We are aware of three other PALS who experienced substantial and sustained functional improvement on cocktails of treatments that included curcumin at some point. Members of the ALSUntangled team obtained their medical records and independently validated their diagnoses and motor improvements (Citation67). There are multiple possible explanations for their improvements, including one of the other supplements or drugs they took, endogenous resistance to ALS, or an unrecognized ALS mimic syndrome (Citation67).
Based on the three PALS with validated diagnoses who experienced validated improvements on regimens containing curcumin, ALSUntangled assigns a TOE “Cases” grade of B ().
Trials
There has been one published pilot trial of curcumin in PALS which used a proprietary formulation of curcumin called Sina Curcumin (Citation68). This was a 12-month double blinded randomized placebo-controlled trial that enrolled 54 PALS. The Sina Curcumin group took one capsule by mouth per day that contained 80 mg curcuminoids. All patients, regardless of the assigned group, took riluzole and an antacid. The results showed that the Sina Curcumin group was less likely to experience a major event, defined as death or mechanical ventilation dependency, even when controlling for other factors such as age. Despite the difference in major events, there was no significant difference found between groups in progression of ALSFRS-R score or tests of arm and leg muscle strength (MMT). The results of this study are difficult to interpret because of significant differences in age and motor testing between the placebo and Sina Curcumin groups at baseline.

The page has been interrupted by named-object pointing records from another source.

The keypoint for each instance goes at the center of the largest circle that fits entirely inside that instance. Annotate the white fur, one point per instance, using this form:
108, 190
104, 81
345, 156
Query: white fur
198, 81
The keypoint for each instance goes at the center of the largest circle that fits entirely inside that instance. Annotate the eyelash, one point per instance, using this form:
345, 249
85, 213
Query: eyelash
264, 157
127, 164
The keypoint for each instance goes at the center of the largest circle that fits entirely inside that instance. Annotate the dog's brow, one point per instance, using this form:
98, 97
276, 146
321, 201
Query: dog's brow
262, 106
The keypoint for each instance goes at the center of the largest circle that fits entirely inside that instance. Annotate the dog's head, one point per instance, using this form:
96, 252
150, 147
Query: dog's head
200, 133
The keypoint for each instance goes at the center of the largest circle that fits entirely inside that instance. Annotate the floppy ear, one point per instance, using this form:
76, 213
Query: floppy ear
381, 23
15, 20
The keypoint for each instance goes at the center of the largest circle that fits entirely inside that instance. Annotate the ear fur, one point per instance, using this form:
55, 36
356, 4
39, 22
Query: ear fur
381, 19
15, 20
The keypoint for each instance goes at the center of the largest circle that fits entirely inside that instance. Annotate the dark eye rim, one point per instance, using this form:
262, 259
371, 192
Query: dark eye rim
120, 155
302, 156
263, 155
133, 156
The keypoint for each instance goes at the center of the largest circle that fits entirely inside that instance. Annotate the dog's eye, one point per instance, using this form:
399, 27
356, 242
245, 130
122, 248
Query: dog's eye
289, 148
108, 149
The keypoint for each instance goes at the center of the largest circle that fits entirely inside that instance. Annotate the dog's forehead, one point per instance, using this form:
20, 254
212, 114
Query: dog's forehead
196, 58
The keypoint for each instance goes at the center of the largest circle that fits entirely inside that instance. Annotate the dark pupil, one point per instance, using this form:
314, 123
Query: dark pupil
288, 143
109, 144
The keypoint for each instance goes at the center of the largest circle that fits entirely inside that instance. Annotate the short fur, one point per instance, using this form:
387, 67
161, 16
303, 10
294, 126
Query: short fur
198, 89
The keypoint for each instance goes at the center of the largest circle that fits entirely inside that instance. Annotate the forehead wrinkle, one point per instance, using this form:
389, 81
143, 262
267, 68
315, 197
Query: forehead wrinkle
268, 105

We also found an unpublished pilot trial of a supplement called Brainoil (Citation69). Brainoil is said to be a blend of curcumin, piperine, and several herbs which is processed and combined with oil into a gel. This was a six-month trial that was initially double-blind and placebo controlled and enrolled 42 PALS. After the first three months, the placebo group was crossed over to Brainoil and the trial was open-label for the remaining three months. The results showed a trend toward slower progression on ALSFRS-R scores from 0 to 6 months in the Brainoil group compared with the placebo group, but these did not reach significance. The trial was likely underpowered to detect significant changes on this scale and additionally may have suffered from a placebo effect given that it was open-label for three months, so in our opinion, the results are inconclusive.
Based on the above trials, ALSUntangled assigns a TOE “Trials” grade of C ().
Risks
Despite the in vitro data suggestive that curcumin could have toxic functions (Citation5,Citation6), more than 120 human clinical trials have been conducted with orally administered curcumin at doses of up to 12 g per day. We found no serious adverse events attributed to curcumin in these trials. Meta-analyses suggest that side effects of any kind are rare, affecting less than 10% of patients participating in oral curcumin trials; the most common reported side effects include abdominal pain, nausea, indigestion, constipation, diarrhea, and hot flashes (Citation5, Citation70–72). Intravenous curcumin, which is far less commonly studied, is associated with at least one severe allergic reaction and one death (Citation73). Since curcumin can affect enzymes involved in drug metabolism (Citation5,Citation74), it may interact with other drugs or supplements (Citation74–77).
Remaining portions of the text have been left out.